What does it take to power a social search index with over a trillion total posts and hundreds of terabytes of data? Facebook search quality and ranking engineer Ashoat Tevosyan shared a peek under the Graph Search hood in a post on the Facebook Engineering page yesterday.
Tevosyan highlighted the challenges facing Facebook as they gave users the ability to search posts in Graph Search, a feature added last week:
“Facebook's underlying data schema reflects the needs of a rapidly iterated web service. New features often demand changes to data schemas, and our culture aims to make these changes easy for engineers. However, these variations makes it difficult to sort posts by time, location, and tags as wall posts, photos, and check-ins all store this information differently.”
Facebook sorts and indexes on over 70 different types of data kept in a production SQL database. Their search engine, Unicorn, is an inverted index framework with capabilities including index building and data retrieval; raw data is converted and separated into two parts to work within it. Document data contains the post data Facebook uses to rank results, while the inverted index is more typical of a traditional search index, in that it goes through each post to determine which hypothetical search filters match.
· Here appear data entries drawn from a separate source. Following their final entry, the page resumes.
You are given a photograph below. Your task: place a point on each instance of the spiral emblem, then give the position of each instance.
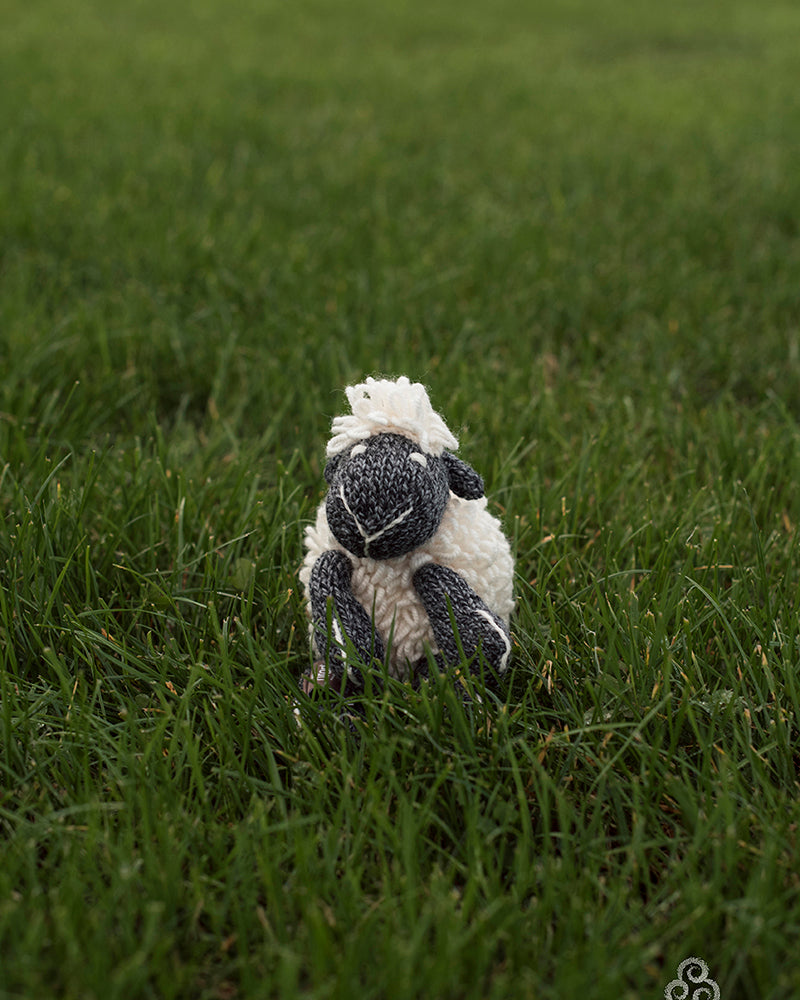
(692, 982)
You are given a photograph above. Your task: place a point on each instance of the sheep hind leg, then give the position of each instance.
(344, 637)
(449, 601)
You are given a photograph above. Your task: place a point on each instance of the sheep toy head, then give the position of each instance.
(404, 562)
(387, 496)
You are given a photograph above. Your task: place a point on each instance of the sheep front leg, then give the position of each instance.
(448, 599)
(342, 627)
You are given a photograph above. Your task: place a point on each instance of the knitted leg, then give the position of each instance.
(448, 599)
(343, 634)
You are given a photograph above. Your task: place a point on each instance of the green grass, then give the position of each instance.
(577, 223)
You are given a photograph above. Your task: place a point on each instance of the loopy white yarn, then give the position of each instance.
(383, 406)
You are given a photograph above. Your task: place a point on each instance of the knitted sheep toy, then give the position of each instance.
(403, 548)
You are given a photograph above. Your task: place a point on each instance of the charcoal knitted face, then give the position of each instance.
(386, 496)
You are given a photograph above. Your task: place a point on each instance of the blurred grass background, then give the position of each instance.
(578, 225)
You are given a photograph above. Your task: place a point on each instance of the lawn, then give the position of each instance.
(578, 223)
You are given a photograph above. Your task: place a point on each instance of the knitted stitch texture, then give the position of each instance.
(393, 508)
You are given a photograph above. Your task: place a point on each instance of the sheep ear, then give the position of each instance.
(464, 480)
(331, 466)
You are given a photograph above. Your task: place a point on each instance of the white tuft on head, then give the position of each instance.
(383, 406)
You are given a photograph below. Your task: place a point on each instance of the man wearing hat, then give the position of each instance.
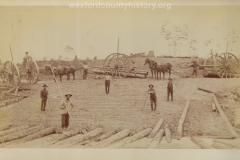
(195, 68)
(108, 79)
(85, 70)
(66, 106)
(170, 89)
(153, 97)
(44, 96)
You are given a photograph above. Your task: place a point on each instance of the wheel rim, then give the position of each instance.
(33, 72)
(227, 65)
(11, 74)
(121, 60)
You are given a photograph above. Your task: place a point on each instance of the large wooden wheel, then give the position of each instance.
(227, 65)
(11, 74)
(32, 71)
(118, 64)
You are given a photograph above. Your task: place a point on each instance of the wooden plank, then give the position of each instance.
(181, 121)
(222, 114)
(156, 128)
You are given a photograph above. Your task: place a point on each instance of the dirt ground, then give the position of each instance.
(122, 108)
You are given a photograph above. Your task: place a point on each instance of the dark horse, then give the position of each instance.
(151, 64)
(64, 70)
(167, 67)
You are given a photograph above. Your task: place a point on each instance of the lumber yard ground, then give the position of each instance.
(122, 108)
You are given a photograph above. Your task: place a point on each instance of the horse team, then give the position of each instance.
(70, 69)
(155, 68)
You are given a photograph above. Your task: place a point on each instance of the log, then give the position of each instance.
(205, 90)
(155, 129)
(156, 139)
(168, 136)
(230, 127)
(31, 137)
(20, 134)
(201, 143)
(61, 137)
(232, 145)
(120, 135)
(213, 107)
(13, 130)
(78, 138)
(181, 121)
(237, 118)
(133, 138)
(218, 145)
(106, 135)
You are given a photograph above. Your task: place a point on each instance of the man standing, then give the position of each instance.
(44, 96)
(108, 79)
(195, 68)
(85, 70)
(66, 106)
(170, 89)
(153, 97)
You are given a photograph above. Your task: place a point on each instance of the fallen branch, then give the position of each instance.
(230, 127)
(201, 143)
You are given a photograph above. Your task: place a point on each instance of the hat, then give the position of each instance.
(68, 94)
(150, 85)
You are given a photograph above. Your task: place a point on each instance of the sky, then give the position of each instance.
(46, 31)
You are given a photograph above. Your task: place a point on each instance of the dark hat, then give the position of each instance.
(68, 94)
(150, 85)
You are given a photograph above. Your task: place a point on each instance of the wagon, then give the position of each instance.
(28, 70)
(225, 65)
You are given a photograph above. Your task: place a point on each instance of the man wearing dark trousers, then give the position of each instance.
(170, 89)
(153, 97)
(44, 96)
(66, 106)
(108, 79)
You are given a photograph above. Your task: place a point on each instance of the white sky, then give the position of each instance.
(45, 31)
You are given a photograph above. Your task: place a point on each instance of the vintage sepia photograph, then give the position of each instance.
(120, 75)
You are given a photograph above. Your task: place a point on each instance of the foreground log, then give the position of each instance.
(133, 138)
(157, 139)
(181, 121)
(168, 135)
(13, 130)
(21, 134)
(205, 90)
(213, 107)
(31, 137)
(5, 127)
(106, 135)
(237, 118)
(230, 127)
(218, 145)
(122, 134)
(155, 129)
(201, 143)
(78, 138)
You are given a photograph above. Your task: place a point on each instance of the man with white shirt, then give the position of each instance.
(170, 89)
(108, 79)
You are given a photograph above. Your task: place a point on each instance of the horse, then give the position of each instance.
(167, 67)
(151, 64)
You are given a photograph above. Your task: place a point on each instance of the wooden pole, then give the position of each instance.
(230, 127)
(11, 51)
(181, 121)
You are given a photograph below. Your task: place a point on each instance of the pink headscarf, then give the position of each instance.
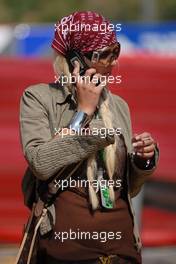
(83, 31)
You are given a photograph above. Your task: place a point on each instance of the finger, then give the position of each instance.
(96, 78)
(90, 72)
(148, 149)
(100, 87)
(143, 136)
(76, 69)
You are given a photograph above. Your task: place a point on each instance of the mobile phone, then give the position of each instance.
(73, 56)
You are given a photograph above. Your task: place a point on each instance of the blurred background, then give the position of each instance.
(148, 68)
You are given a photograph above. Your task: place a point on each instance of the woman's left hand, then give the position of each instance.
(144, 145)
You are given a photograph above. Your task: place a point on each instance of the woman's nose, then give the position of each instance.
(114, 62)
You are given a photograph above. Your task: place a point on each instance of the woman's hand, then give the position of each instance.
(144, 145)
(88, 93)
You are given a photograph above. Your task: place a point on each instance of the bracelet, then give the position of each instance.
(143, 164)
(79, 120)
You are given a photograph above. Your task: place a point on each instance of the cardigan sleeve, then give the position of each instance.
(44, 154)
(137, 175)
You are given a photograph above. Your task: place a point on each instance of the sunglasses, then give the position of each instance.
(105, 56)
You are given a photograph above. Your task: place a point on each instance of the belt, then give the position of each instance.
(113, 259)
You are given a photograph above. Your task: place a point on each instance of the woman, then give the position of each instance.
(92, 223)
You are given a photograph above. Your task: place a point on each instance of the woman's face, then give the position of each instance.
(107, 60)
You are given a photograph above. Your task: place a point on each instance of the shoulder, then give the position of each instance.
(41, 92)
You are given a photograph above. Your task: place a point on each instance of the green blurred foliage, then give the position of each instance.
(13, 11)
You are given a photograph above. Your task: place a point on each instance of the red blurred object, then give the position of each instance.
(148, 85)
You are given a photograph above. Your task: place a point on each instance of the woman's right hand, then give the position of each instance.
(88, 93)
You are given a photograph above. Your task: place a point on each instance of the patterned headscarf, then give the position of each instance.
(83, 31)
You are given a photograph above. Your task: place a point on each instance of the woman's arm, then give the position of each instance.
(47, 155)
(138, 172)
The Graph Search posts index is much larger than any other at Facebook, Tesovyan wrote. They had to move from RAM (which worked well for the smaller indices) to solid-state flash memory to accommodate the more than 700 terabytes of data in the posts index.
For a bit of perspective, consider that Amazon, with its over 59 million active customers, has about 42 terabytes of data to deal with. YouTube, where over 100 million videos are watched daily, holds at least 45 terabytes of video in their database. Google is mum on the size of their database, though we know they answer over a billion queries daily. Each query is stored and over the course of just a year, Google packs away data for over 365 billion queries. Even back in 2008, they were processing 20,000 terabytes of data daily.
The ability to search posts was born out of a company Hackathon, he explained.
“My second day as a Facebook intern coincided with a company-wide Hackathon, and I spent the night aiming to implement a way for my friends and me to find old posts we had written. I quickly discovered that the project was much more challenging than I had first anticipated. However, the engineering culture at Facebook meant that I was supported and encouraged to continue working on it, despite the scope of the project. The majority of the work--infrastructure, ranking, and product--has been accomplished in the past year by a few dozen engineers on the Graph Search team,” Tevosyan wrote.
Tevosyan also shared the fact that Facebook uses over 100 distinct ranking features in their post result scoring, in order to serve up the most relevant Graph Search content to users. Before a query reaches that ranking system, though, it is rewritten, which “involves tacking on optional clauses to search queries that bias the posts we retrieve towards results that we think will be more valuable to the user.”